Thoughts of how his brothers will react when he throws the bundles of cash at them fill his mind. Payback. He can already feel people’s eyes on him in town, everyone knowing that he has fulfilled his promises. He can just see them coming over to say hello without looking him in the eye as he’s eating a meal at some fancy restaurant. And Karin. She’s in front of him, with John clinging onto one leg and the baby on her hip at the other side. He won’t need to say a word. Their eyes will meet and she will know it’s all over. He’s the man who kept his word.
Jack Kluger is flying low, no more than 100 or 120 feet above the treetops. He assumes they have six or seven minutes of fuel left. As the forest comes to an end and the water begins, the blinking fuel light is replaced by a steady red glow. He flies straight above the treetops on the south side of Lake Alby and continues north, toward the glittering lights of the E4 road.
94
5:51 a.m.
Detective Chief Inspector Caroline Thurn drives out of the industrial area in Västberga, leaving the sea of blue flashing lights behind her. She isn’t responsible for the fact that Central Command seems to have directed all the patrol cars in the county to G4S. Thurn’s initial order not to shoot at the helicopter has now become the official line—meaning that the only thing the fifty or so frustrated and slightly bored officers at the scene have done is to stand and watch as the robbers lifted off and flew away.
Thurn is still experiencing an adrenaline rush when she reaches the entrance ramp to the highway. She brakes and hesitates. She still hasn’t heard from the riot squad and has to guess where the helicopter might be heading.

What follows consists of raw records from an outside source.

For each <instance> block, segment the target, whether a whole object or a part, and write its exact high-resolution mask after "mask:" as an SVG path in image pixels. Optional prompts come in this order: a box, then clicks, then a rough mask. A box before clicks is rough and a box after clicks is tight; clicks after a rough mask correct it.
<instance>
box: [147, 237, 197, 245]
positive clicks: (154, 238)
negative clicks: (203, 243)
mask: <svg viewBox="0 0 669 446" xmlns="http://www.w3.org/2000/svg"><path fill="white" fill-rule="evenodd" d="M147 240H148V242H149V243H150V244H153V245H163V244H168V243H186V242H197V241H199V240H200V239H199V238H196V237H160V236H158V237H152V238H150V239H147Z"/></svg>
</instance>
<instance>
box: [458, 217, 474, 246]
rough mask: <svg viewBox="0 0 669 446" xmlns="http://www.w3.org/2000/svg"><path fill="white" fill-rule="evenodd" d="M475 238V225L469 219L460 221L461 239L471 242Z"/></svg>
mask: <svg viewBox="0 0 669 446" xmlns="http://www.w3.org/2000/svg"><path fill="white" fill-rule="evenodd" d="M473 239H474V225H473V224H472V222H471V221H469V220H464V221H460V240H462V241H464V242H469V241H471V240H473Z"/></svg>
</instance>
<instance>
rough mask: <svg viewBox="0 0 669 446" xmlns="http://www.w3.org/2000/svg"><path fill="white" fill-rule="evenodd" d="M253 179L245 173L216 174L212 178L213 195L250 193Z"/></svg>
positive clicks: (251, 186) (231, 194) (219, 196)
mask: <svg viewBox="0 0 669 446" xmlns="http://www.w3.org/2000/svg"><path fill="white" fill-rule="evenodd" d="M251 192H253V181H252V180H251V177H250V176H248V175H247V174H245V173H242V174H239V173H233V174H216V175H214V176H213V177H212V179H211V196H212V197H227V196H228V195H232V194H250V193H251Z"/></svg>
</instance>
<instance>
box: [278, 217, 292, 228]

The question is whether she should go north or head south on the E20. There are plenty of exits and on-ramps around Västberga, so whatever she decides, she can quickly change her mind.
No Swedish police officers have experience chasing helicopters at night. But after all the years Caroline Thurn has spent hunting robbers, she has developed a keen sense of intuition. And the minute her hands grip the wheel as hard as she can, swinging up the on-ramp heading north, back into Stockholm, her intuition tells her that it’s too late. It’s just a vague feeling, she hasn’t even formulated the thought, but there’s no ignoring the emptiness burning in her stomach.